En 2015, 12% des candidats au Conseil national étaient issus de l'immigration. Cette fois, ils sont 14%. Que pensez-vous de cette évolution?
Il est positif que davantage de personnes issues de l'immigration se présentent comme candidats. Mais il est également important de tenir compte du fait que la population issue de l'immigration, qui possède un passeport suisse et qui peut se présenter, est en constante augmentation. Les personnes issues de l'immigration restent dans l'ensemble fortement sous-représentées sur les listes des partis.
De nombreux partis mettent en avant de manière très offensive des candidats issus de l'immigration, par exemple via des listes de «secondos». C'est juste pour la galerie?
On peut le voir comme ça. Les listes de «secondos» existent depuis longtemps. En principe, c'est positif, car cela augmente la visibilité. Mais la réalité, c'est que seuls ceux qui figurent en bonne place sur une liste principale ont de réelles chances d'être élus. Et cela arrive encore trop peu.

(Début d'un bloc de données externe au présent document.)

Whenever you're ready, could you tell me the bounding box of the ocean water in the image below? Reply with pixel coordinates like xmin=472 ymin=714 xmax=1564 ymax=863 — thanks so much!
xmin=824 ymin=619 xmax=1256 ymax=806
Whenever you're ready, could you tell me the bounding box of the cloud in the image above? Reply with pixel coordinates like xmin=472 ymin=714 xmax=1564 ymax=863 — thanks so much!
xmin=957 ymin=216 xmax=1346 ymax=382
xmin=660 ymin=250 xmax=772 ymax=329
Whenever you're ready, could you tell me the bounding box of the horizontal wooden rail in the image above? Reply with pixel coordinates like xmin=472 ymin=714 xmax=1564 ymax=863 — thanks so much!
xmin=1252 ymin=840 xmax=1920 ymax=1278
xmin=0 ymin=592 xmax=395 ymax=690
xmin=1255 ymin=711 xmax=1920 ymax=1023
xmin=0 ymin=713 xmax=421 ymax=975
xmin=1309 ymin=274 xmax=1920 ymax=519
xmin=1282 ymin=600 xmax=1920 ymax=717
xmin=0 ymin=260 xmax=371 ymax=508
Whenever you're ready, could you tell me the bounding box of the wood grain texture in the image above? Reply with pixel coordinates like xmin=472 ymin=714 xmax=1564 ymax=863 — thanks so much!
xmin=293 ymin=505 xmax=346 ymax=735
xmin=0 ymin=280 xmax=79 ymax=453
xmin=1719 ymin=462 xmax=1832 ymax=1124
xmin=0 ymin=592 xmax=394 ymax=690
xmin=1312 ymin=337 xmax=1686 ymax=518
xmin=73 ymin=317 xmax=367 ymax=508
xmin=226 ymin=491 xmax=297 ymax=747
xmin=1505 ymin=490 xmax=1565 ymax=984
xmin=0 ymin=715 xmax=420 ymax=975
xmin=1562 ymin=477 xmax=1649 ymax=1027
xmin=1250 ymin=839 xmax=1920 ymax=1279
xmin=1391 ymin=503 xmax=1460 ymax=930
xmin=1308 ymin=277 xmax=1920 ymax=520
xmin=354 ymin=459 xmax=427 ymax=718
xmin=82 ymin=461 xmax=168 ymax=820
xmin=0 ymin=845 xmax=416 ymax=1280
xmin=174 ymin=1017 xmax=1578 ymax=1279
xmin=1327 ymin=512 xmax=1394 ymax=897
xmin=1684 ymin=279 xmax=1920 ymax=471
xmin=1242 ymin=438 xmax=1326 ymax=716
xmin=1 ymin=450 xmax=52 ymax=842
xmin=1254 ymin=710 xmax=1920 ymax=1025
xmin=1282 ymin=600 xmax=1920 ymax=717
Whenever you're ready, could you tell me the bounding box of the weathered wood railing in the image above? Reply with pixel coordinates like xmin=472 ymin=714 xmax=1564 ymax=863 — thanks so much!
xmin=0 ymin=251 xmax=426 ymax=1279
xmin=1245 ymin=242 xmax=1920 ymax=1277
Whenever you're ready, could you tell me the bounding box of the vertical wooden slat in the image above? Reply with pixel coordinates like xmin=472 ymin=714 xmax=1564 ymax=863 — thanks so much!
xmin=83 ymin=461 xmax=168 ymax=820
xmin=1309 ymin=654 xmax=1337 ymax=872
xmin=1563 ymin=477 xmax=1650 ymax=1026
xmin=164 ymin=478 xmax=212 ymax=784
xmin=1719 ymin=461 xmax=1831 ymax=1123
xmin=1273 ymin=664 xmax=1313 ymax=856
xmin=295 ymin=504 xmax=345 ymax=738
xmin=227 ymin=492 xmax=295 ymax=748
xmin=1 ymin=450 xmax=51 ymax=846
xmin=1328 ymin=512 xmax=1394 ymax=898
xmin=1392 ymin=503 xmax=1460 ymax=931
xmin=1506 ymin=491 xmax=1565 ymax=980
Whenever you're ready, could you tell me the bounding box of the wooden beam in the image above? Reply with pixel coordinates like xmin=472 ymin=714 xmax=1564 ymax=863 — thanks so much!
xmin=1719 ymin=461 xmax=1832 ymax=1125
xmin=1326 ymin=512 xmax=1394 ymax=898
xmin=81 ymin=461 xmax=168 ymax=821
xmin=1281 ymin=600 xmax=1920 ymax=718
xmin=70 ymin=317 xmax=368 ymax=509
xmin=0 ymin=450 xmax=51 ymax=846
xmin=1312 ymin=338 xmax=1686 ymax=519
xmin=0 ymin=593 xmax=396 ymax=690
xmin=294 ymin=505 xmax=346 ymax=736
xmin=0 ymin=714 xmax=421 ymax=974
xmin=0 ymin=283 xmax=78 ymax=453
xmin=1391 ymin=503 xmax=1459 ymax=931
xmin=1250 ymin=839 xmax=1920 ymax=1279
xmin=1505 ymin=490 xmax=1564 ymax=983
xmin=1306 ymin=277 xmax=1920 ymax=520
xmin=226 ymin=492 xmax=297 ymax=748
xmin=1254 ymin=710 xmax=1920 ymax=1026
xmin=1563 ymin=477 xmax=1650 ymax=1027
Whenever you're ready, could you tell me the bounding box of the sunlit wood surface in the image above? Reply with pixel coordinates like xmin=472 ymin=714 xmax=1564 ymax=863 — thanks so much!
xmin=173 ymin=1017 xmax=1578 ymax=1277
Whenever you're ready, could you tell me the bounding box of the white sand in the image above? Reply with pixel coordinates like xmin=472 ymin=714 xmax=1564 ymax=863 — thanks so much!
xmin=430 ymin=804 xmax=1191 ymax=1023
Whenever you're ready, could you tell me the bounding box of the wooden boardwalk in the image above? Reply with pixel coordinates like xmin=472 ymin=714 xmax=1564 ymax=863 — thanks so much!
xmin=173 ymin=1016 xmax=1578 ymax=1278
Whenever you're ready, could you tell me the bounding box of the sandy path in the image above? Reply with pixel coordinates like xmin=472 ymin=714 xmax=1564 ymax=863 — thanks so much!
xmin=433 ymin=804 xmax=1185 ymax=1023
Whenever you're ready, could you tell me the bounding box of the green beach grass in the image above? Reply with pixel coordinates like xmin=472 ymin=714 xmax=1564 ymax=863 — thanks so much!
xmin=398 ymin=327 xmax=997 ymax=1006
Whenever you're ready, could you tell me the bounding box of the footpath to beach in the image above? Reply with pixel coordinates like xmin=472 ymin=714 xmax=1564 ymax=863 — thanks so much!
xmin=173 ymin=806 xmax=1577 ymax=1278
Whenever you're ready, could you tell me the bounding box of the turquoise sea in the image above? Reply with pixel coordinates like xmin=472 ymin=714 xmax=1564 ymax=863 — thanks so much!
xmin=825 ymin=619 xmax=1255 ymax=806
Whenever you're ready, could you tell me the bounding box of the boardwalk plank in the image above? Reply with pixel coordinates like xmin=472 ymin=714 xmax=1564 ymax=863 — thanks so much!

Lors des dernières élections au Conseil national, seuls 6% des élus avaient des noms étrangers, alors que ce chiffre était de 13% parmi les candidats. Pourquoi cette proportion diminue-t-elle autant lors des élections ?
Pour deux raisons. D'une part, un nom étranger a moins de chances d'être panaché ou cumulé, c'est-à-dire d'être inscrit deux fois sur une liste. Avec un nom suisse, cela arrive plus souvent et cela permet aux candidats de grimper dans les listes. D'autre part, un nom étranger augmente le risque d'être rayé de la liste par les électeurs. C'est ce qu'ont démontré nos recherches.
Même dans les partis de gauche qui se réclament de l'intégration, les choses n'avancent que lentement. Pourquoi?
Les réseaux sont décisifs. Cela commence dès l'entrée en politique: sans un mentor, il est difficile d'entrer dans les partis. Les gens encouragent généralement ceux qui leur ressemblent et qui viennent d'un environnement similaire. C'est là que les personnes issues de l'immigration sont désavantagées. Mais les réseaux jouent également un rôle central dans la campagne électorale: il faut être invité à des podiums, avoir des donateurs, etc. Et les réseaux sont enfin décisifs dans la lutte pour les bonnes places sur les listes électorales.
Comment se situe la Suisse en comparaison internationale?
La recherche sur la discrimination des minorités issues de l'immigration dans les processus électoraux démocratiques est encore récente. La Suisse apporte une contribution importante dans ce domaine, car il n'y a probablement aucun autre pays où l'on peut évaluer autant de données sur la question de la représentation et de la discrimination. Les recherches existantes en Europe vont toutefois dans le même sens: la discrimination fondée sur l'origine joue un rôle important dans les élections, alors que celle fondée sur le genre a fortement diminué.
Pourquoi faites-vous des recherches sur ce sujet?
Nous parlons ici de la discrimination d'un très grand groupe de population. Vingt pour cent de l'électorat suisse est issu de l'immigration et peut se présenter. Ces citoyens doivent pouvoir participer. Tant qu'ils n'auront pas de chances équitables de le faire, l'égalité politique ne sera pas atteinte en Suisse.
Que faut-il faire pour que cela change?
C'est très simple: les partis doivent positionner les personnes issues de l'immigration à des places prometteuses sur les listes. Ce n'est qu'en procédant ainsi qu'ils auront de réelles chances d'être élus.